11 -- Tidak Pernah Dekat

523 89 970
                                        


"ARKAN BUKAIN PINTUNYA."

Suara teriakan nyaring disertai gedoran pintu yang terus menerus itu, tentu saja membuat sang pemilik kamar kesal bukan main. Bayangkan, dia baru saja dapat berita buruk. Kenapa harus ditambah sama masalah lain sih?!

Arkan yang tadinya sudah pusing menjadi makin pusing karena hal ini.

Sumpah, kakaknya ini kalau mau ngajak ribut nggak tahu waktu. Selalu saja disaat Arkan sedang masa galau-galaunya.

Kenapa sih? Hobi banget gangguin adiknya!

"ARKAN KELUAR NGGAK LO?!"

Kakaknya belum juga menyerah. Lama-lama Arkan menjadi risi dibuatnya. Akhirnya mau tidak mau cowok itu bangkit dari kasur, lalu dengan malas melangkah membukakan pintu.

"Apa?!" Arkan menatap kesal wajah sang kakak.

"Lo ngapain aja sih di dalem?! bukain pintu doang lama banget!" Jelita— kakak Arkan juga menunjukkan raut kesalnya.

"Ya suka-suka gue lah, kamar juga kamar gue!" balas Arkan sewot. Cowok itu hendak menutup pintu, namun Jelita dengan cepat menahan.

"Anterin gue!" pinta Jelita.

"Ogah!" tolak Arkan cepat.

"Gue nggak mau tau, pokoknya lo harus anterin gue!" paksa sang kakak membuat Arkan berdecak.

"Lo suruh pacar lo aja sana!" suruh Arkan. "Punya pacar itu sekali-kali dimanfaatin!"

Jelita mendorong keras bahu Arkan. Membuat cowok itu sedikit meringis. Salah apa sih, dia? Sampai punya kakak galak bin bar-bar begini!

"Tanpa lo suruh, gue juga udah lakuin itu kali." Jelita mencibir.

"Ya terus, lo ngapain masih nyuruh-nyuruh gue?!" Arkan masih sewot.

"Dia lagi ada urusan." Jelita menjelaskan. "Makanya gue nyuruh elo!"

"Urusan apaan hah?" Arkan mengangkat alis. "Selingkuh?"

"Maksud lo apa ngomong gitu?!" Wajah Jelita langsung memerah menahan marah. Namun Arkan belum menyadari itu. Pemuda itu bahkan, masih sempat-sempatnya menguap lalu memasang wajah tengil tak berdosa.

"Loh, emang kenapa?"

"LO JADI ADEK NGESELIN BANGET SIH."

Pada akhirnya Jelita tak bisa menahan amarahnya. Tangannya langsung menjambak keras rambut sang adik tanpa ampun.

"ANJIRRR SAKIT WOIII." Arkan yang tidak siap dengan pergerakan sang kakak, langsung meringis kesakitan.

"INGET JEL, GUE ADEK LO." Arkan menjerit. Wajahnya sudah memerah. Ia terus berusaha melepas tangan sang kakak dari rambutnya.

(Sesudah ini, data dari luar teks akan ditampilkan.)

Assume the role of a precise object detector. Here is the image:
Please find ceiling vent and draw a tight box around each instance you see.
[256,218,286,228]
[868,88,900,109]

"GUE NGGAK PEDULI." Jelita terus menjambak rambut Arkan. Masa bodoh! Mau nantinya dia mengadu pada mama, yang penting saat ini emosinya tersalurkan.

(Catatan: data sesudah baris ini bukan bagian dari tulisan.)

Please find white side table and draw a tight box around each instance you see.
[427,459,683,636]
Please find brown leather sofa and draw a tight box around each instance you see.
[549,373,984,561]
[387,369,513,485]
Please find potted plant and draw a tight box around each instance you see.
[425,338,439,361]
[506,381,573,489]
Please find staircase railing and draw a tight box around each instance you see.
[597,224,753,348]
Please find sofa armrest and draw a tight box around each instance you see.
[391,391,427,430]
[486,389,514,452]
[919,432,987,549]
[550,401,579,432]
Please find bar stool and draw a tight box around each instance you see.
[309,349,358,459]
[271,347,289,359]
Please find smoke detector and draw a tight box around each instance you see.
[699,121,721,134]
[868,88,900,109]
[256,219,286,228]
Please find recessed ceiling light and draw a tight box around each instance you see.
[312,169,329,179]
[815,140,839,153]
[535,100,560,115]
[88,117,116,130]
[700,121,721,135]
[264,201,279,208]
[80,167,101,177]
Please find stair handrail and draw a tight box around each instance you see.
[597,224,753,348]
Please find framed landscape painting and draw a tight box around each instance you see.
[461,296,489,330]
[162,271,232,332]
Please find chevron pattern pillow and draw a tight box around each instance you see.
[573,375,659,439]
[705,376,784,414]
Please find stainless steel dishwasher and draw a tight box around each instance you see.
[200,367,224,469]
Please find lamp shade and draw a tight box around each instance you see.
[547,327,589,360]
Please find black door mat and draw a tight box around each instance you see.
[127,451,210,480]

Siapa suruh, membangunkan macan tidur!

"ASTAGFIRULLAH MAMA, ARKAN DISIKSA SAMA NENEK SIHIR!" teriak Arkan histeris.

"LO YANG CARI RIBUT SAMA GUE!" Jelita ikut memekik.

"GUE CUMA NANYA ANJIRRR." Arkan membela diri. Apa yang salah sih, nanya doang kok.

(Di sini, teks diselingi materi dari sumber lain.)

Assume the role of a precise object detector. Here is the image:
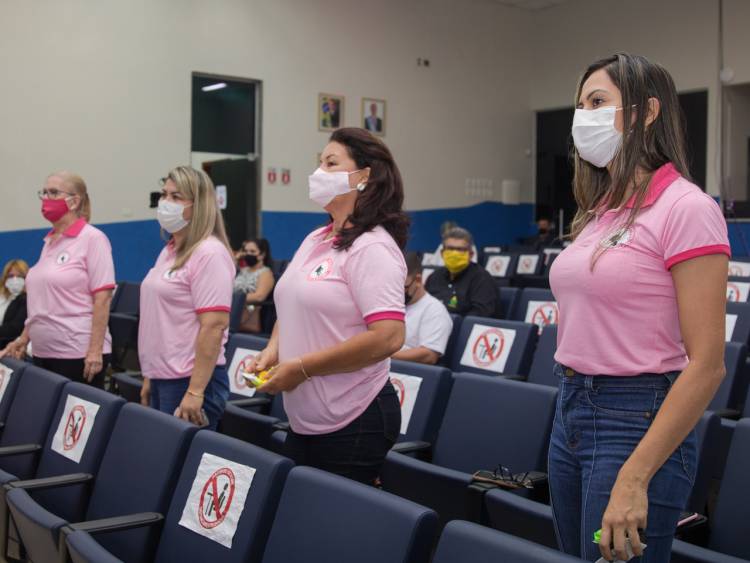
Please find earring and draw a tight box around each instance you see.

"YA ELO NANYANYA GA BENER!"

Aksi jambak-menjambak disertai teriakan itu terus dilakukan. Bi Sari yang sejak tadi sudah berada di tempat kejadian perkara tidak berani melerai. Menurut Bi Sari gaya berantem mereka begitu seram. Dia tidak mau menanggung risiko jika nantinya harus terkena jambakan dari anak majikannya itu.